The doctors informed Liz that she could determine the extent of her cancer if she consented to X-Rays and MRIs, but Liz refused.
“We knew the risks we were taking, but Liz had this incredible optimism and strength. The big fear we had was, what if we terminated this pregnancy, or do something to damage the fetus, and then find out the cancer wasn’t anywhere else? That it was this small, localized tumor that could be removed surgically?” said Max, “If that happened, Liz loses the chance to bring a child to this world and I think that loss would be too great for her.”
Liz underwent an operation to remove the lump on her back, but chose not to undergo any further surgeries or treatments, including radiotherapy and chemotherapy. She resigned herself to just having to wait to find out if the cancer was localised – or deadly.
A few weeks before Liz’s due date in 2014, the decision was neatly taken from their hands. Liz had trouble breathing, and was displaying worrying signs and after undergoing a shielded chest X-Ray, the doctors confirmed the worst case scenario.
The cancer that Liz and Max had been hoping was harmless had spread to most of her internal organs, including the entirety of one of her lungs.
The doctors then scheduled a C-Section and on January 23, 2014, Liz gave birth to their daughter, Lily.
During her surgery, the doctors discovered that the cancer was all over her uterus, ovaries, stomach and other internal organs. So, Max took little Lily home, while Liz stayed at the hospital to undergo the few options she had left.
“It was so bizarre to be at both extremes of the peaks and valleys,” said Max,”I would go home and I would spend time with Lily, and it was the happiest moments of my life. We brought this beautiful creature into the world, and it was amazing. And then I’d go to the hospital to be with Liz, and it was like my world was ending. I felt guilty in both places.”
Liz eventually did come home, for a little while. The new mother spent almost three weeks in her house with Max and Lily, before it ultimately became too much.
After just three weeks, just a blink of the eye, Liz pulled her husband aside and told him she couldn’t do it. Max took her back to the hospital, where she died six days later.
Chronicling their incredible journey, Max and Liz made a documentary about their life entitled 40 Weeks, which was partly to immortalise their own story and partly to have something for their daughter to remember her mother by.
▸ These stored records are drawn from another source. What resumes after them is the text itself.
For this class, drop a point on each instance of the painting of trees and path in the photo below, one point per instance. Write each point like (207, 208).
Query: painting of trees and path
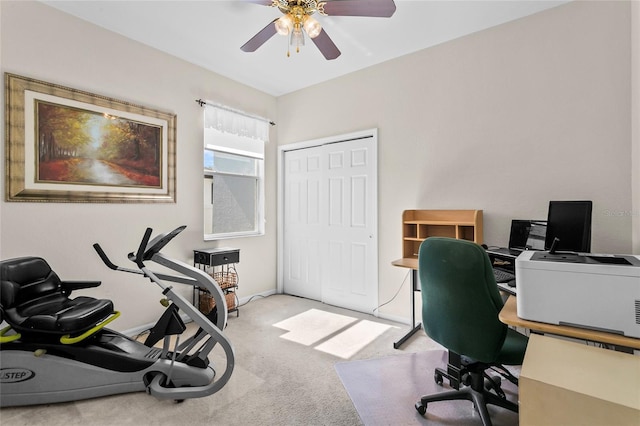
(76, 146)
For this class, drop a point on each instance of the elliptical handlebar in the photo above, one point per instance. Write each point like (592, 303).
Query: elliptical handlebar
(140, 255)
(209, 334)
(104, 257)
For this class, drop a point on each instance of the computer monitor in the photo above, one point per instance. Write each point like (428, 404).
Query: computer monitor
(570, 222)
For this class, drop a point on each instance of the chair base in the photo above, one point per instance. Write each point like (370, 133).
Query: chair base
(476, 392)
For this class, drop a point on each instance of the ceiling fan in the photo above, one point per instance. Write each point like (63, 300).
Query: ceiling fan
(297, 20)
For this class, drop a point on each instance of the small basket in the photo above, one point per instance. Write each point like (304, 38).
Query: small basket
(226, 279)
(207, 302)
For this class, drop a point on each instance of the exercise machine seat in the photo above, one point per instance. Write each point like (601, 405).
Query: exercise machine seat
(35, 300)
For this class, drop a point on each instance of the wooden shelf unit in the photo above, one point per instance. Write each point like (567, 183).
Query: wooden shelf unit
(417, 225)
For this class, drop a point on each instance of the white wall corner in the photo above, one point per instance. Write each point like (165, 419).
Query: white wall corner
(635, 125)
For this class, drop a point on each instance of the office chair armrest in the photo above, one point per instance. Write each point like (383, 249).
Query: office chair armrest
(69, 286)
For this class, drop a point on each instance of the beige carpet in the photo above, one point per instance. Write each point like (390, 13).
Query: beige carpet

“They gave us a chance to back out when Liz was diagnosed with cancer, but we thought, no, because if it does turn out bad, we have this incredible documentation of what our life was like when we were getting ready to bring Lily into the world,” Joice said. “On a really selfish level, I just love that Lily is going to get to see her mom exactly how I did when she gets older.”
This year, on the eve of Max’s second Mother’s Day, he will participate in the charity walk that was named for his beloved wife, where each runner is given a single white Lily to honour a mother’s sacrifice and the baby she died to protect.